Gasoline-electric Hybrid Technology Comes to Heavy Trucks

There's huge potential for hybrid technology to improve the emissions and gas mileage of heavy trucks.

Content Tools

When it comes to hybrid gasoline-electric vehicles, most people may think of the Toyota Prius and its competitors, but a growing stable of heavy trucks are now featuring hybrid technology. At last week's Hybrid Truck Users Forum in South Bend, Ind., hybrid trucks from a wide range of manufacturers were on display, including the Kenworth T370 Hybrid, a Class 7 diesel-electric hybrid tractor designed for local-haul applications, including beverage, freight and grocery distribution. Introduced in late September, the hybrid tractor has a motor/generator integrated into its transmission, powered by a 340-volt lithium-ion battery pack. Its power management system allows the tractor to operate in three modes: electric-only, diesel-only and combined electric and diesel power. The Kenworth Truck Co

., a division of PACCAR Inc., expects the hybrid tractor to improve fuel economy by up to 25 percent in local-haul applications. Kenworth also displayed the T270 Hybrid, a Class 6 tractor that it launched in 2007.

Peterbilt Motors Co., another division of PACCAR, arrived in South Bend with three hybrid-electric models: a delivery van, a utility truck and a municipal dump truck.

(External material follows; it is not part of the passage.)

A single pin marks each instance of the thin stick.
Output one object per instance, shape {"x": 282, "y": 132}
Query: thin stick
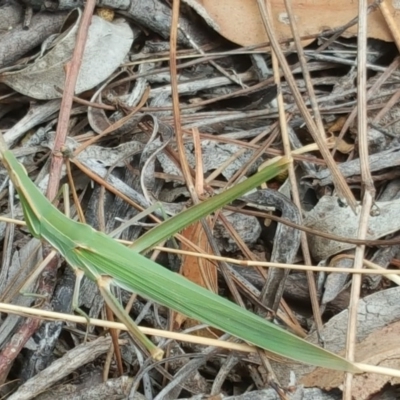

Using a hybrid drive developed by Eaton Corp., the van and dump truck both achieve a 30 percent improvement in fuel economy, while the utility truck can avoid idling by drawing on its battery pack for power, potentially cutting its fuel consumption in half. Peterbilt also displayed a refuse truck that uses a hydraulic system to capture energy during braking and to help launch and accelerate the vehicle, for a 25 percent improvement in fuel economy. In addition, Freightliner Trucks displayed its Business Class M2e Hybrid, which also features an Eaton hybrid system. The company is offering a $5,000 incentive on the vehicle through mid-December. In addition, Dueco, Inc. displayed two plug-in hybrid electric utility trucks, featuring a system developed by Odyne Corp. Other hybrid vehicles that were on display include a variety of hybrid trucks and buses from Azure Dynamics Inc., refuse trucks from Bosch Rexroth AG, delivery and utility trucks from Eaton, and a variety of trucks from Navistar.